Monday, November 16, 2009

Collapse...and the possibility of change

Have been mulling over the concept of Collapse these past few days. Not, let us hope, as a precursor to my own. I am curious, though, about how and when Collapse is the necessary precondition for the Change We Need.

Was brunching and chatting with Dan D on Sunday about BobOnARoll's review of the movie 2012, and it occurred to both of us how that silly disaster film functions as a sort of real-world metaphor for the implosion, collapse, catastrophe, call-it-what-you-will circumstances we face. The thin crust of the earth upon which all life depends begins to split apart and liquefy, north is south, up is down, and a select few float safely away, encased in a protective ark, above it all. Yep, that's what it feels like to me some days. But, gratefully, not on most days.

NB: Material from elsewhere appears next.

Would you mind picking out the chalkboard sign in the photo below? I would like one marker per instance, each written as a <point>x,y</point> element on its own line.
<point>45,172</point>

The idea of a 'necessary collapse' comes to mind as I'm reading Jonathan Alter's book on FDR's First 100 Days. Alter suggests that, in 1933, during the week leading up to the Inauguration, the near-collapse of the banking system played directly into FDR's ambitious plans for reform. And that, rather than cooperate with Hoover's team to avert collapse during that critical week, he demurred in part for dramatic effect and to gain leverage for the changes he thought we needed. Was he right? Did we need bank holidays and failures to achieve reform and recovery?

Luckily, we are not waiting for the collapse of the health care system in order to enact needed changes----though the half-measures now in play, which do not include a public option or other serious efforts to reduce costs, will lead to Collapse if not revisited in the next 5-10 years.

Maybe we needed to let more banks, large companies, and financial institutions collapse in order to get the changes we need in financial and insurance regulation and outmoded capital intensive industries. BobOnARoll was in favor of letting GM go down the drain. And Citibank, too.

What further changes in the ecosystem do we need to experience in order to ratify climate treaties, reduce emissions, and end deforestation? Relocation of millions of people from coastal areas threatened by rising seas? The collapse of the electric grid under the strain of 30+ consecutive 100-degree days in Manhattan? The final retreat of the snows of Kilimanjaro?

I do not root for disaster but my cynicism too often kicks into gear when I see inaction, based on fear or ignorance. Do we need Michael Rennie to return in his spaceship, bring the earth to a standstill, and threaten us all with incineration in order to get serious solutions to our intractable challenges?